We are at the verge of a profound transformation of the scientific enterprise, and that transformation will be driven by AI, according to Rick Stevens, Associate Laboratory Director for Computing, Environment and Life Sciences at Argonne National Laboratory. The opening keynote speaker for the PEARC19 conference on July 30, in his presentation “AI for Science” Stevens reminded his audience of the paired promise and limitations of such a revolution.
“We’re off to a good start but we gotta play it cool,” he said. “It’s emerging much faster than most people imagined possible.”
PEARC19, in progress in Chicago this week (July 28-Aug. 1), explores current practice and experience in advanced research computing including modeling, simulation and data-intensive computing. A primary focus this year is on machine learning and artificial intelligence. The PEARC organization coordinates the PEARC conference series to provide a forum for discussing challenges, opportunities and solutions among the broad range of participants in the research computing community.
The first two waves of AI, driven by symbolic methods that first encoded human knowledge for the machine to use, had their successes, Stevens explained. But they didn’t fundamentally change how computational, let alone scientific, work was done. The machine learning wave, on the other hand, stands poised to change just about everything in the scientific enterprise. Still, it would be good to bear in mind the “failure” of symbolic methods, and the limitations of machine learning, in pursuing that revolution, he warned.
“[AI is] impacting society, starting to impact science … and staring to impact computer design,” he said. Much more fundamentally, in the next 10 years “learned models will begin to replace data and the experimental discovery process will be dramatically refactored … Theory becomes data for next generation AI [as AI advances theory], and AI becomes a common part of scientific laboratory activities.”
Perhaps the least predictable intersection 12 years ago, Stevens said, was that between AI and HPC. The direction to be taken by the HPC field—and the role of machine learning—was not clear when a town hall meeting of practitioners met to discuss the future of exascale computing. In their 2007 report, Stevens noted, “AI was never mentioned at all; machine learning was not mentioned. Data was just barely mentioned.” How things changed. At a repeat of the town hall this year, these topics dominated discussion. “Now it would be irresponsible not to mention them.”
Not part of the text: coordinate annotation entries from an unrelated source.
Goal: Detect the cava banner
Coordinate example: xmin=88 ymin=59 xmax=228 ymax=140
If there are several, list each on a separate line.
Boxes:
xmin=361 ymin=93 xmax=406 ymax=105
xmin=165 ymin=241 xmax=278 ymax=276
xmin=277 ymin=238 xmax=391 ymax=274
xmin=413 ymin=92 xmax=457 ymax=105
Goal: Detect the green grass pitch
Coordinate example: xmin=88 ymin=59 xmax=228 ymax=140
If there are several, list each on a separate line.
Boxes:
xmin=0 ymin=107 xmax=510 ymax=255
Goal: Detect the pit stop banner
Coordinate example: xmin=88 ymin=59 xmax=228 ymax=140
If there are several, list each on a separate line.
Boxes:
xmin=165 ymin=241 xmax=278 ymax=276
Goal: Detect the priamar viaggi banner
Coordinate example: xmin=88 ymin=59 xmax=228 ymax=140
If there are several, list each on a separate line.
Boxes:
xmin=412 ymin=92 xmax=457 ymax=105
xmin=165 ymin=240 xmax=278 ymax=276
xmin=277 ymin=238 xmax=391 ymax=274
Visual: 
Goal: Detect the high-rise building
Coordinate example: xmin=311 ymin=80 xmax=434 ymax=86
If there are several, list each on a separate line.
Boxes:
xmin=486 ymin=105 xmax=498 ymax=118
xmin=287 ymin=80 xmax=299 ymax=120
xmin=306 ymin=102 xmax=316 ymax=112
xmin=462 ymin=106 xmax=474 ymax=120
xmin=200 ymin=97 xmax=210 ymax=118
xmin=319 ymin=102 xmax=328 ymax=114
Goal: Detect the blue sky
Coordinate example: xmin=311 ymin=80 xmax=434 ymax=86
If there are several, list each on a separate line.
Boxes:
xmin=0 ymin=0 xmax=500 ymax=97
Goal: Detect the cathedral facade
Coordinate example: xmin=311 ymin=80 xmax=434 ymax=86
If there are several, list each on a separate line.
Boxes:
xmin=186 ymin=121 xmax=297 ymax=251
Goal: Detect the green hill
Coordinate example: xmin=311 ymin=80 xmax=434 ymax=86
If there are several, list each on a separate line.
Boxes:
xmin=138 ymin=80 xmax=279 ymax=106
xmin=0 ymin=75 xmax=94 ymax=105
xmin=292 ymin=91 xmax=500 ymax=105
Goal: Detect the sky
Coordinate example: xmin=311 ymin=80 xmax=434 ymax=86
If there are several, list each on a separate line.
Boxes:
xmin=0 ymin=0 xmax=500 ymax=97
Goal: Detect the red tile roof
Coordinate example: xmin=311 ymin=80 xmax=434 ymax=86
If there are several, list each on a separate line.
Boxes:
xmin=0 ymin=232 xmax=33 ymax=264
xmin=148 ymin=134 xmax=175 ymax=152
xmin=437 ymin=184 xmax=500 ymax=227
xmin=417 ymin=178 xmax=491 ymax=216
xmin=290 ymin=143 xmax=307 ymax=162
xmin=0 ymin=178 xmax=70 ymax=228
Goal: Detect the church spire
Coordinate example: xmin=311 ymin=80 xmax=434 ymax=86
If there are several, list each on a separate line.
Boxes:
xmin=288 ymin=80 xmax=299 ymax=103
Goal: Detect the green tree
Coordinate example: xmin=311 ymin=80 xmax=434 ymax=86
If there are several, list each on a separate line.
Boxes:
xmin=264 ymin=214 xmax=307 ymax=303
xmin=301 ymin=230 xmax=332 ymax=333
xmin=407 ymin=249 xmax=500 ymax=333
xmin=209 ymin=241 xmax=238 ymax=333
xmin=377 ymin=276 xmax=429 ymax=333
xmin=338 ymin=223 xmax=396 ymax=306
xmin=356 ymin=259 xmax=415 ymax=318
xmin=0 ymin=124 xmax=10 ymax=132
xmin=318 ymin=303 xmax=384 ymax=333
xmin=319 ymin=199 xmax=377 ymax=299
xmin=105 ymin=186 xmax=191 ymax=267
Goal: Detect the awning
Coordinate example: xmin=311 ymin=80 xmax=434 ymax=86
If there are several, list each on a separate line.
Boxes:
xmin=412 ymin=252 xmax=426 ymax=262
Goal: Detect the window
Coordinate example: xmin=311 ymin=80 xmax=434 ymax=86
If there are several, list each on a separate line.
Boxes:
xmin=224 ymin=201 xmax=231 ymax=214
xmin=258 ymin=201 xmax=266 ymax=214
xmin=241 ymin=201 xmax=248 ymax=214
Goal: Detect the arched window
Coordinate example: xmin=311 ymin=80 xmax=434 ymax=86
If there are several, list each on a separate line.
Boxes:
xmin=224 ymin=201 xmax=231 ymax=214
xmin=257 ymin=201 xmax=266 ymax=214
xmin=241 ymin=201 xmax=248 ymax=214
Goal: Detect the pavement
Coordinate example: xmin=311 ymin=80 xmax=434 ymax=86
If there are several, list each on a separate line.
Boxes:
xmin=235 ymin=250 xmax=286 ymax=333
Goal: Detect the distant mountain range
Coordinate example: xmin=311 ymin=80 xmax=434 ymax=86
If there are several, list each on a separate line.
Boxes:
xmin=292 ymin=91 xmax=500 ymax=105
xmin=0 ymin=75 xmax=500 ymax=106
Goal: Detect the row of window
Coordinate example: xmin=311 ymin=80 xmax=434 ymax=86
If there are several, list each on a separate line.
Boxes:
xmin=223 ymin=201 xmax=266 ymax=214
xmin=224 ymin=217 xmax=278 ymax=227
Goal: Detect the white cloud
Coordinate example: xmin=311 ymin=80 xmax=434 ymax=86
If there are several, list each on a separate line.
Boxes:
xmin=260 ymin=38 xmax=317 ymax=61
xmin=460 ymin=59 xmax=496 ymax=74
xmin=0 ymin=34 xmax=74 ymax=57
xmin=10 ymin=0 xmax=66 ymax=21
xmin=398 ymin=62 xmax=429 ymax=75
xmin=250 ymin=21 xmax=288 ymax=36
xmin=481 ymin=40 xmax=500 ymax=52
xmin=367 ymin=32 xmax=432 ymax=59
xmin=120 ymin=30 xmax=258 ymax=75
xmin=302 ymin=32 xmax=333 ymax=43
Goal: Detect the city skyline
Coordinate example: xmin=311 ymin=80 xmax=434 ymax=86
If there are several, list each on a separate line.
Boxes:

In 1996, the EQP symbolic AI proved the Robbins Problem in eight days using the full 30 MB of memory in an RS/6000 system—impressive for the time. Progress thereafter was slow, though. In the image recognition front, before 2012 such AIs made only modest headway in identifying ImageNet images, with error rates over 25%. That year, the advent of machine learning increased the slope of the progress, such that by 2015 the AIs classified images with less than a 5% error rate—superior to human performance. The AI field has exploded, with the number of papers in arXiv expanding faster than Moore’s Law.
But this progress hides some flaws, Stevens argued. While machine learning “connectionist” methods are insensitive to noisy data and can learn non-symbolic data, they lack the virtues of data efficiency and interpretability found in the symbolic methods.
“What we really want is something that integrates these things,” Sevens said. The field needs to “learn from both encoded symbolic theory and large-scale data, so we can leverage the vast theoretical knowledge” developed over the centuries. The goal, as he sees it, is “automated and accelerated discovery from planning to conjecture to experiment to confirmation and analysis—end-to-end automated science.”
In such AI-driven experimental science, for example, a drug discovery framework would simulate some cases in a supercomputer, gain understanding, populate a library of compounds with likely therapeutic function, and keep going largely in silico. In only a small number of cases would the researcher resort to laboratory experiment—and that would be automated using robots, perhaps in general-purpose experimentation facilities that rent out to scientists in much the same way the cloud rents out computation.
“It’s a flipped scientific method,” he said. “It doesn’t start with experiments; experiments are the last resort. You have to do that if you want it to go fast.”
Stevens foresees this future via four clusters of activity: applications; learning systems; foundational knowledge in a number of fields including mathematics, algorithms, and general AI; and hardware.
“Deep learning is really great, it’s working amazingly well,” he said. “But in general, it requires too much data to be the long-term solution” and it needs to “tell us what we’ve learned in a kind of human way” so that human scientists can understand the rules by which it operates and learn from them. Researchers are working on interrogating deep learning models for such information, but they’re not there yet. Among other things, “we need the models to tell us how confident they are in their predictions.”
Machine learning has the promise to touch almost every field of scientific research, including drug discovery, high energy physics, material science, astronomy, chemistry and medical imaging, Stevens noted in conclusion. Even researchers in fields that were traditionally very labor intensive will find themselves venturing away from the workbench and start relying on code.